Tutte le persone sequestrate sono state portate nelle prigioni israeliane di Ofer e Ashkelon e devono ancora avere il processo, ma le famiglie hanno ricevuto l’ordine di demolizione delle loro case! Anche la punizione collettiva è azione proibita, ma non per Israele.

Provate a rileggere questa frase e a pensare che cosa significa: sei accusato di un delitto, ma è tutto da provare e anzi, si sa che le prove sarà difficile averle se non con confessioni rubate con la tortura e la tua casa viene distrutta, tutto senza neanche essere comparso davanti a un giudice.
Democrazia israeliana.

Ieri, 16 settembre, la municipalità di Gerusalemme ha iniziato a demolire il villaggio di Al Walja distruggendo la casa e una stalla di Fayez Abed e una bella strada (foto). Le ragioni? Solo quelle di un occupante che vuole eliminare ogni ostacolo alla sua fame esagerata di conquista: Al Walaja è circondata dal muro, è tra Gerusalemme e Betlemme, è un ostacolo alla costruzione di un tunnel tra le due importanti città… Provo a mettermi nei panni degli abitanti del villaggio e provo solo disperazione.

Questa notte saremo io e Edmond ad Um Al Kher perché mercoledì all’alba sono previste demolizioni. Chi ha letto i report precedenti ricorda questa famiglia di Beduini già cacciati dal Nord con la Nakba, la catastrofe. La prepotenza continua e, sempre per far posto ad altri russi, americani, australiani, etiopi, olandesi ai quali Israele paga viaggio, dà la casa, un lavoro, esenzione dalle tasse…, ecc. per occupare, occupare la terra degli altri… anche con la violenza. Ai coloni è permesso tutto.

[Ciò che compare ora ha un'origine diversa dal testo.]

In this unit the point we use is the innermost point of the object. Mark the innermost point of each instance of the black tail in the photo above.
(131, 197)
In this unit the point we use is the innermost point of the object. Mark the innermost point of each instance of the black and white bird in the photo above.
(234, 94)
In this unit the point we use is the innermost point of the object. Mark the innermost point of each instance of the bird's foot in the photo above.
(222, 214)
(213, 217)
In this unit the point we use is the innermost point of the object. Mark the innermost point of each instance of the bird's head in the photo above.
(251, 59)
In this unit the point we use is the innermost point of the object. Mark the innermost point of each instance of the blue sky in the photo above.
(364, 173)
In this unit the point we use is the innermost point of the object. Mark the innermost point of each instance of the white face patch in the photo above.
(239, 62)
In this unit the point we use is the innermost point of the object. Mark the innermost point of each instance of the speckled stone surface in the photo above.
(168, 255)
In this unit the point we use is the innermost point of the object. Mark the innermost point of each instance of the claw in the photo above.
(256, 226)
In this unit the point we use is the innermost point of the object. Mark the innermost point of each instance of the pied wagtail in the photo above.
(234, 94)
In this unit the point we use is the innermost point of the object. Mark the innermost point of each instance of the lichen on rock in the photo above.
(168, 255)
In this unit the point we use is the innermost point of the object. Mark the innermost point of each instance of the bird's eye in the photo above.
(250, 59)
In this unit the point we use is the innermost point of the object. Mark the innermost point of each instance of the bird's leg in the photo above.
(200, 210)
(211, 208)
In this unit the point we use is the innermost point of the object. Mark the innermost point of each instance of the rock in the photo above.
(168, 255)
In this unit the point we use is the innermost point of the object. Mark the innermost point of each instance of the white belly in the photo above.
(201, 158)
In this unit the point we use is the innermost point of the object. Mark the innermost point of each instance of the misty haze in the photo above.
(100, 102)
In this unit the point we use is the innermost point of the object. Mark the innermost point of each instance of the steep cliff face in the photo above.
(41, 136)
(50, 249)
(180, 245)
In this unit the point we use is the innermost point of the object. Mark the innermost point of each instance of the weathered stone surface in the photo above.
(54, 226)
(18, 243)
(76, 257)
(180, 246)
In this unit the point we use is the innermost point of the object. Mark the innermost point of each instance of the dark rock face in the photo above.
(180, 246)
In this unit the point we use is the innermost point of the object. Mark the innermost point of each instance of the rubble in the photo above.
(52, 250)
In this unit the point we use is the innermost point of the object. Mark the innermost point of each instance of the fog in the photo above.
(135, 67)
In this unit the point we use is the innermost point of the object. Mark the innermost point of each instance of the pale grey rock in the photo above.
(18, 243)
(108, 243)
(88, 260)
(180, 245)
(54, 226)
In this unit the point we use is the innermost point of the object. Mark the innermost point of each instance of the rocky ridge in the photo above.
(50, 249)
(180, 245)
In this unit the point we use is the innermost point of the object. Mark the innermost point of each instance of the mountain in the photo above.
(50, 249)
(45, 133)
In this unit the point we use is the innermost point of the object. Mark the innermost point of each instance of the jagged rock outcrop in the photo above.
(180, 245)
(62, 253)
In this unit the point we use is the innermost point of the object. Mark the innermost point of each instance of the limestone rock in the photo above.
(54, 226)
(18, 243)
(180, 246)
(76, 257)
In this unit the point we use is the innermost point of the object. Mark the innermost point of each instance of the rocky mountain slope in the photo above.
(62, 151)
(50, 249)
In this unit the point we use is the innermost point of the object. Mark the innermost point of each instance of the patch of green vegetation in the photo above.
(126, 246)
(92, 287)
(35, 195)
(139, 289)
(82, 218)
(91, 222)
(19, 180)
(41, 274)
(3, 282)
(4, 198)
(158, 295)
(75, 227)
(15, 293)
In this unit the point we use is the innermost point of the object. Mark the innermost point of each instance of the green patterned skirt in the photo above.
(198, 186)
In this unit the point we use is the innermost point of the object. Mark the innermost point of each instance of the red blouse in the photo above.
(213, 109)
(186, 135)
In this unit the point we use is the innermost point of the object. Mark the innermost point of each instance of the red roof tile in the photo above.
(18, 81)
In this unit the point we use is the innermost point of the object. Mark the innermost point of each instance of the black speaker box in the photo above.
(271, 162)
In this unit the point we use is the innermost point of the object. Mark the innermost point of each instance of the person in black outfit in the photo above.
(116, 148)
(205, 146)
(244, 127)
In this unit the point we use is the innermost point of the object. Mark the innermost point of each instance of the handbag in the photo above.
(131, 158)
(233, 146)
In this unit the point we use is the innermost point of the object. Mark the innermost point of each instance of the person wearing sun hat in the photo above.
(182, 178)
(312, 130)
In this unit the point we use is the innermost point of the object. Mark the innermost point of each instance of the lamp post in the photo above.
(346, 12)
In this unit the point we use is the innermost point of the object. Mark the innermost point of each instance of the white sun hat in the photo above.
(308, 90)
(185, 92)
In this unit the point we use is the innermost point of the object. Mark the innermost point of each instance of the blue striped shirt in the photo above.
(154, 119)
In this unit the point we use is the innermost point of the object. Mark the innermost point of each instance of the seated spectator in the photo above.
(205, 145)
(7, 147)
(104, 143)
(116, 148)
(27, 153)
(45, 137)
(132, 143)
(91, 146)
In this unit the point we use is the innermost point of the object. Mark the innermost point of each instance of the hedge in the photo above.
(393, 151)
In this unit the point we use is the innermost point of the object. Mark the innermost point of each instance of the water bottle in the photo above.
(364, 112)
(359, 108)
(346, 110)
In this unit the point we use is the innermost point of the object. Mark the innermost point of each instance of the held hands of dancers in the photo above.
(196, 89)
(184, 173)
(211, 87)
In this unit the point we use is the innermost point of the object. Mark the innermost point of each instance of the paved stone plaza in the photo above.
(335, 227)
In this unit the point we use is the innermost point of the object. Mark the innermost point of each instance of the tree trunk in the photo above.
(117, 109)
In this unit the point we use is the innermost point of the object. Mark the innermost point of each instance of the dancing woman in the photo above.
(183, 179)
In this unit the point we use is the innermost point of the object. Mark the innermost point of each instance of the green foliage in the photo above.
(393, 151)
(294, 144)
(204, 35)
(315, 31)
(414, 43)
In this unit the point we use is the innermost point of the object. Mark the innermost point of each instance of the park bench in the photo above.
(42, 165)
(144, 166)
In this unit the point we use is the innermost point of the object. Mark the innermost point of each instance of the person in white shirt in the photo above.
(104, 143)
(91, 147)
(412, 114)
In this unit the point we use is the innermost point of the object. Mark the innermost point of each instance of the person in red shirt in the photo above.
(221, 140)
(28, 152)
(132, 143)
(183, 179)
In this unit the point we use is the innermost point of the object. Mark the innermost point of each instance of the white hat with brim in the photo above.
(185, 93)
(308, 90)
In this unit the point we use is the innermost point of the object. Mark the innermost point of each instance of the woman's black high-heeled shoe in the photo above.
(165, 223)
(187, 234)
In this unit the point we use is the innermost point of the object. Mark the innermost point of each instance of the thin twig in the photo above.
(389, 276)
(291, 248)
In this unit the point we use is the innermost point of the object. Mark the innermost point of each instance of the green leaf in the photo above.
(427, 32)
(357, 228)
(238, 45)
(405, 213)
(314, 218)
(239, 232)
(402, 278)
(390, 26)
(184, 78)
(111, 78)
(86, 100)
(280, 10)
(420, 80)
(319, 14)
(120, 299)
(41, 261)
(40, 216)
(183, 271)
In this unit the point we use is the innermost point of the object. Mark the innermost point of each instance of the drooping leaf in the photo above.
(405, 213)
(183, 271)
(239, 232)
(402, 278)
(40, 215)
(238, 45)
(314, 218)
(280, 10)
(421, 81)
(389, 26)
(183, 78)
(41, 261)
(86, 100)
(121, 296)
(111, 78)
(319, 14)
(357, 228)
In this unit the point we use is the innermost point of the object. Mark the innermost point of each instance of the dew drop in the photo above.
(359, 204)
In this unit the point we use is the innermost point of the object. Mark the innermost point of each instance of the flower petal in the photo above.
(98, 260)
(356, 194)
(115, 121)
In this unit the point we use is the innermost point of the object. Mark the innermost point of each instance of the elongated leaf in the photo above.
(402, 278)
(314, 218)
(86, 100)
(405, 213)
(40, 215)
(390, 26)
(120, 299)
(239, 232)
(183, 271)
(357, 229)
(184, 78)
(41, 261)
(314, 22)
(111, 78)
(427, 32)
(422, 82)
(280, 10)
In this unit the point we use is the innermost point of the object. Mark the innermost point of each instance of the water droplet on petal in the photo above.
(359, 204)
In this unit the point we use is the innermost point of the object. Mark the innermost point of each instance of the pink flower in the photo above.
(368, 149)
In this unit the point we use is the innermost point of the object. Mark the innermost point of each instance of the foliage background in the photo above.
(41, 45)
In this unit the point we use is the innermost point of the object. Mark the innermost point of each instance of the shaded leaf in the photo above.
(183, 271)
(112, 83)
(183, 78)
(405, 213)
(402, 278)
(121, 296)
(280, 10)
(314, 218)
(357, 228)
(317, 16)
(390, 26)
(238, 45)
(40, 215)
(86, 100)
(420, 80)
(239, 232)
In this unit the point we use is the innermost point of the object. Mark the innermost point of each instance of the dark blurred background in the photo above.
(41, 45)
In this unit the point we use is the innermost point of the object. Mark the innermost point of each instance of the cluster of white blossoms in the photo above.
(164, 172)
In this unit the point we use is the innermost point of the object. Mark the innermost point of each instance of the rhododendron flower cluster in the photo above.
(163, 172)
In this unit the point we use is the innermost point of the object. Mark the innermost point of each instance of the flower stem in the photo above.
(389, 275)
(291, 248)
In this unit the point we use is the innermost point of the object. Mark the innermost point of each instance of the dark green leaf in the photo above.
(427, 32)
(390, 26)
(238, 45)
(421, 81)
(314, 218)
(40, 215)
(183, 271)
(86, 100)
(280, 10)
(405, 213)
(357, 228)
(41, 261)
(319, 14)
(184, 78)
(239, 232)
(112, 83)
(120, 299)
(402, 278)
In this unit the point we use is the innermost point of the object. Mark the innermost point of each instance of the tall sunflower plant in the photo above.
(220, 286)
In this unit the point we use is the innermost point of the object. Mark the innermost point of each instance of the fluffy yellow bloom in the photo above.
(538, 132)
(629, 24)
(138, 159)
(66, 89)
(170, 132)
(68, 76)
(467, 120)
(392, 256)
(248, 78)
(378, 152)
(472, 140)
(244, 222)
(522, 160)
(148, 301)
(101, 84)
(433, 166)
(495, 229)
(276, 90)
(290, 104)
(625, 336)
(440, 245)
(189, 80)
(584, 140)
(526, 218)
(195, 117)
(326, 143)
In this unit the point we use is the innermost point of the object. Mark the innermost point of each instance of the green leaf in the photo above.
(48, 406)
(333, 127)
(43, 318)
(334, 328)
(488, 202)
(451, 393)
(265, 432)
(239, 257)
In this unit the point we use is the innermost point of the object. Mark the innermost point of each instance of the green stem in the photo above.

Ma Israele pretende di essere l’unica democrazia del Medio Oriente e allora… vi ricordate il capolavoro di Orwell “1984”: basta distruggere tutti i documenti scomodi e voilà, i 750.000 palestinesi cacciati con la forza, i 400 villaggi rasi al suolo, i genocidi di interi villaggi (50-70-200 persone) non sono mai esistiti Lior Yavne, Direttore di “Akevot”, piccolo e combattivo istituto di ricerca che individua, digitalizza e cataloga varie forme di documentazione sul conflitto israelo-palestinese per aiutare i difensori dei diritti umani, ricercatori e docenti attraverso il libero accesso ai file negli archivi israeliani, ha denunciato che da anni gli uomini del Malmab, squadra della Difesa, stanno distruggendo i documenti declassificati che testimoniano la Nakba, per minare la credibilità delle ricerche storiche.

Yayne afferma che “Nell’archivio delle forze armate, il più grande di Israele, sono disponibili solo 50mila dei 12 milioni di documenti esistenti. E restano ancora inaccessibili gli archivi dello Shin Bet, il servizio di sicurezza interno”.

Il mio ciao è con la speranza di non essere svegliate domattina all’alba dai bulldozer israeliani a Um Al Khair e con varie immagini che terminano con quelle di due belle ed eleganti bimbe incontrate nel suq e di un nipotino di Shireen, perché sono i bimbi che incontriamo ovunque a darci la forza di credere che un altro futuro sia possibile.

MasaferYatta è un insieme di 20 villaggi a Sud di Hebron. L’11 settembre scorso, dalle 0:00 alle 4:00, i soldati israeliani hanno fatto irruzione in più villaggi. Senza dare alcuna giustificazione, hanno fatto irruzione nelle case, con il preciso scopo di terrorizzare, costringendo bambini e genitori addormentati fuori dalle loro case e perquisendo stanze, armadi e frigoriferi, nonché auto e pozzi, danneggiando effetti personali. I loro villaggi sono spesso utilizzati come campo di addestramento per nuove reclute.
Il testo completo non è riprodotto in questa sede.